Was bedeutet Wirtschaftswachstum?
Aus dem Arbeitskreis Wirtschaft im Barkauer Land: Jahr für Jahr hören wir von Politikern und Wirtschaftsfachleuten, nur Wirtschaftswachstum sei die einzige Lösung unserer Arbeitsmarktprobleme. Nur durch Wachstum könnten Arbeitsplätz erhalten und neue geschaffen werden. Ist das wirklich so?
Fragen wir uns doch erst einmal: Was ist Wachstum? Was wächst z. B. im Walde? Antwort: Natürlich Holz.

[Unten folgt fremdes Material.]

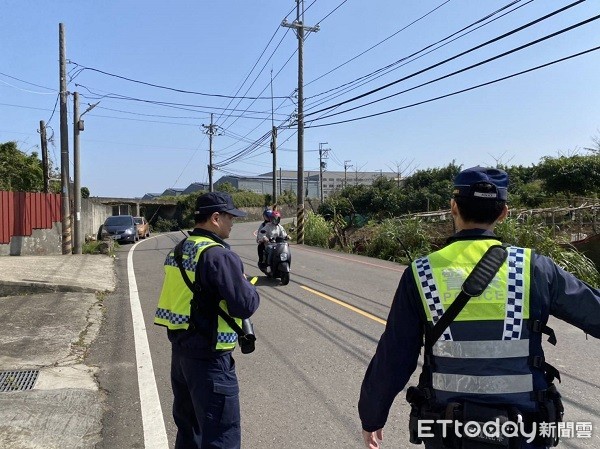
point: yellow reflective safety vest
(484, 354)
(174, 304)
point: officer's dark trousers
(206, 405)
(524, 445)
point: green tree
(20, 172)
(573, 175)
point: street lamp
(77, 127)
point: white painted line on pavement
(155, 433)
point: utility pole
(44, 144)
(346, 167)
(322, 165)
(273, 144)
(64, 143)
(77, 127)
(274, 151)
(299, 27)
(280, 181)
(210, 130)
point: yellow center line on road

Nun stellen wir uns als Gedankenexperiment einmal vor, daß das Holzwachstum von heute ab für ein Jahr aussetzen würde. Nach Ablauf dieses einen Jahres hätten wir in dem Wald nicht einen m³ Holz mehr, als zu Beginn des Jahres. Es wäre eben nichts nachgewachsen. Das Wachstum wäre 0 %. Fragen wir jetzt vergleichend nach dem Wirtschaftswachstum. Wie lautet die Antwort, wenn dieses ebenfalls für 1 Jahr aussetzen würde, also 0 % betrüge?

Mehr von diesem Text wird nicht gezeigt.